Cost of hydrogen production drives regional technology selections:
The cost to produce hydrogen varies from region to region around the globe and has a profound impact on the types of technologies employed and market participation. For example, the cost of hydrogen in China out of a steam methane reformer (SMR) is approximately $2,000/t compared to $750/t in the Middle East. As a result, China drives crude oil to aromatics projects; when they search for olefins projects, they end up importing propane (effectively as a hydrogen source) to feed their propane dehydrogenation units.
Lower energy prices result in a cost advantage for producing light olefins in the US, the Middle East, and places that have a similar cost structure, while places that have a high hydrogen cost structure (China, SEA, India) are looking more towards aromatics production and/or imported feedstocks.
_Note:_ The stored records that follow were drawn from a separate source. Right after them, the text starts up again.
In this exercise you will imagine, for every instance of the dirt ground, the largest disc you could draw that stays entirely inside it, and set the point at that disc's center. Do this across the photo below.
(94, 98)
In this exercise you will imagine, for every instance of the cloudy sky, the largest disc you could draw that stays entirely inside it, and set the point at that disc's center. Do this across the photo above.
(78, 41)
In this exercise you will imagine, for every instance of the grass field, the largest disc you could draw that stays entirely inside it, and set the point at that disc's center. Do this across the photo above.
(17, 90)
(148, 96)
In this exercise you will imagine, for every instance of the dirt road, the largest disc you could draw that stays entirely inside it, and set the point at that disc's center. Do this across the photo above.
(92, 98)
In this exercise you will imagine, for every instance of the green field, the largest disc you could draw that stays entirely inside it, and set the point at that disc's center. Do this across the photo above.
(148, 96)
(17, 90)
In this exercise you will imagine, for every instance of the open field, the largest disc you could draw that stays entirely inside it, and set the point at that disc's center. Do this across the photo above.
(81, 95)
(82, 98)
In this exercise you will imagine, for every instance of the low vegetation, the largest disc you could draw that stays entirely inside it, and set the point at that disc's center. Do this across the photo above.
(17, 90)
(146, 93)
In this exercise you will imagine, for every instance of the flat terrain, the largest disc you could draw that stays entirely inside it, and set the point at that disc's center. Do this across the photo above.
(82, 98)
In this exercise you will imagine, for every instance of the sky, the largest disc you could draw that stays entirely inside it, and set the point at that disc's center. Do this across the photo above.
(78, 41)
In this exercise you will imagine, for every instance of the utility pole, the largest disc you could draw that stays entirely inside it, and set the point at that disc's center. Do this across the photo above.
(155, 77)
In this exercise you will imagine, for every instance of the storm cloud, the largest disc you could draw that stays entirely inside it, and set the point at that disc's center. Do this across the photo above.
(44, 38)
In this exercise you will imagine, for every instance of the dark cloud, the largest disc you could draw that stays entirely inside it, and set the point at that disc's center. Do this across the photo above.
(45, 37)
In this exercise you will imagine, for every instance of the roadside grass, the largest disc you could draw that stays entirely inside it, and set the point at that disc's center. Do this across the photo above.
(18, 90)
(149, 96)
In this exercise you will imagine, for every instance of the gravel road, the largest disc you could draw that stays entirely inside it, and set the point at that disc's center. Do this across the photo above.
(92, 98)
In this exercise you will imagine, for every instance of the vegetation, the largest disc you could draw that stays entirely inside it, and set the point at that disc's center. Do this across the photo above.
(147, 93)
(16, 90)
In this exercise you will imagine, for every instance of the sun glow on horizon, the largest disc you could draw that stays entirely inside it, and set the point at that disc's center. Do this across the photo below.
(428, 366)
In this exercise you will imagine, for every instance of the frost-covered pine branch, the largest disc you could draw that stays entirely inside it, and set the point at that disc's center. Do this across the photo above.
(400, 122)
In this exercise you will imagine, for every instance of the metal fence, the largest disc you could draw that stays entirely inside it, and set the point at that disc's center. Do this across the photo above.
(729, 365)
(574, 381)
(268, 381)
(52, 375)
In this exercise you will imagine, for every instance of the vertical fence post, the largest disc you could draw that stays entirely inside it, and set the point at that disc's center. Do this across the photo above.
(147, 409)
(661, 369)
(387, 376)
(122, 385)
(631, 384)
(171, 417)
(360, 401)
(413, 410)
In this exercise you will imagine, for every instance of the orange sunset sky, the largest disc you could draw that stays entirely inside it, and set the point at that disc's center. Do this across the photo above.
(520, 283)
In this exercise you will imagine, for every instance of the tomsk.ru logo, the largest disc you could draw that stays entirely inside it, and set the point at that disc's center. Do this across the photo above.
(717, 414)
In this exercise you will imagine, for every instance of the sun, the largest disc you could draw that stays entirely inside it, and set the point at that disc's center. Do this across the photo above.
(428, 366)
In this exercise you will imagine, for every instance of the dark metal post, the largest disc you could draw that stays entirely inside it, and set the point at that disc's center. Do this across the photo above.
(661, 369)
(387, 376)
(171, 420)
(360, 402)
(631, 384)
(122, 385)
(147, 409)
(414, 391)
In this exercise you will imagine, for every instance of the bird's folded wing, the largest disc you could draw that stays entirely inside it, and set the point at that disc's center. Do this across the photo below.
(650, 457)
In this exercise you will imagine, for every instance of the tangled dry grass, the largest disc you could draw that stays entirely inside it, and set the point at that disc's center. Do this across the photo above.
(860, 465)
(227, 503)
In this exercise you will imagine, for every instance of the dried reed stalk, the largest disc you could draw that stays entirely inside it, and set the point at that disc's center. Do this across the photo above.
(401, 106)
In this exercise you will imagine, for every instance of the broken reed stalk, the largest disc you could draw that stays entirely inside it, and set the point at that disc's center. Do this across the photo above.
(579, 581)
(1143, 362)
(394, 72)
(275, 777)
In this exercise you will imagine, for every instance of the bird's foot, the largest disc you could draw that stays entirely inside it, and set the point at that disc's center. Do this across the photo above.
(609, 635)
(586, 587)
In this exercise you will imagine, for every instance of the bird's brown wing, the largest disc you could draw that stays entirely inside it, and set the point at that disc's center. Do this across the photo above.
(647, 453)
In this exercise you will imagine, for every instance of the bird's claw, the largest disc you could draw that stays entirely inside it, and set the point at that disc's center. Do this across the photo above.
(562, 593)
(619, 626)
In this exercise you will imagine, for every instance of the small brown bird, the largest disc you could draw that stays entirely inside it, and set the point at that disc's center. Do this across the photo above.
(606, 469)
How does this impact the ways in which we try to improve carbon efficiencies and operations costs? It means there is a huge argument for capturing the hydrogen that refiners have already made.
Capturing stray hydrogen:
A survey of operating sites showed that many facilities operate in the range of 30-50 mol% H2 in their fuel gas headers; some even higher. This is due in large part to solution losses. The higher the operating pressure of a unit, such as a hydrocracker, the higher the solution and purge losses into the fuel gas. If one assumes 30 mol% H2 in the fuel gas in a region with a (low) cost of $5 per million BTUs with no CO2 credit, you can see that hydrogen recovery can lead to a 12% IRR). If the hydrogen content in the fuel gas is 50 mol% at the same cost of $5, you see an IRR of 26% by recovering this grey hydrogen that is otherwise lost to fuel.
When you move to Europe and Asia, where you typically see fuel costs closer to $20 per million BTUs, you start to see IRRs in the range of 69-73%, depending on the amount of CO2 credit available. In a typical 100K b/d refinery, the investment to recover the hydrogen you have already made is $15- $18M. The chemical value of the hydrogen so far exceeds the fuel value of the hydrogen. It is clearly worth recovering, given the IRRs previously discussed.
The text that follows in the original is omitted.